La formazione era capitanata dal giocatore più forte al mondo: Diego Armando Maradona; ma altri campioni completavano la rosa, Bruscolotti, Giordano, Renica, Ferrario e tanti altri. Quest’ultimi, in occasione della commemorazione trentennale, hanno trascorso la giornata in città tra un giro a bordo di un pullman scoperto e due visite istituzionali in Comune ed in Regione. Avrebbero poi voluto finire in bellezza, accedendo nel complesso di Fuorigrotta per calpestare il prato del San Paolo e scattare due foto, ma la burocrazia li ha fermati prima. Il fischio d’inizio lo aveva dato un bus, quello finale il fiscalismo e le porte sbarrate dello Stadio. Non’è a questo modo che una “festa di calcio” si dovrebbe svolgere.

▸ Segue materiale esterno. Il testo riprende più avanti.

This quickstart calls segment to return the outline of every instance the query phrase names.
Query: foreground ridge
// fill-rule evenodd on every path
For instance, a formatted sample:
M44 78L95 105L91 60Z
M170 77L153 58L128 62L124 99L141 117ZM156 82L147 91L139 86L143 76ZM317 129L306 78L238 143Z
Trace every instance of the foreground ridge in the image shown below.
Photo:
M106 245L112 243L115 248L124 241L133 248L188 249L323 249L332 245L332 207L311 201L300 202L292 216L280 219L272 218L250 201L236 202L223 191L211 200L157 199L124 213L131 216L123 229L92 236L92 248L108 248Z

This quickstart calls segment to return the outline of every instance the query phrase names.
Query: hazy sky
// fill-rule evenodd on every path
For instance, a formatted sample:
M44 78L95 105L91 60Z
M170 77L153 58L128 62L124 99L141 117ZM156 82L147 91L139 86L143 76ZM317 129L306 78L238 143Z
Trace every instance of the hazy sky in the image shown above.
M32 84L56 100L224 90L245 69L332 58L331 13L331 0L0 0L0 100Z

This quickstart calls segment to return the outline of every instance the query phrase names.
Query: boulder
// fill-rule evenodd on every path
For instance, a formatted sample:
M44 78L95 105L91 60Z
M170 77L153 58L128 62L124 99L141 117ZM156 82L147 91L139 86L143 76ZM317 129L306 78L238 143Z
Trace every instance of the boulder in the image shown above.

I vincitori di quel primo scudetto sono e saranno per sempre “uomini da campo di gioco”, hanno calpestato il verde dell’erba, e dovrà essere quello il posto giusto per rivivere la festa del “magico Napoli”. Tra il 2 e il 7 luglio la società azzurra ha annunciato la volontà di celebrare la ricorrenza con lui, il capitano, Maradona. Si giocherà finalmente una partita, saranno organizzate due squadre, il “Dios del futbal”, dovrebbe alternarsi, un tempo con un team e uno con l’altra.

Il pubblico ad assistere allo spettacolo.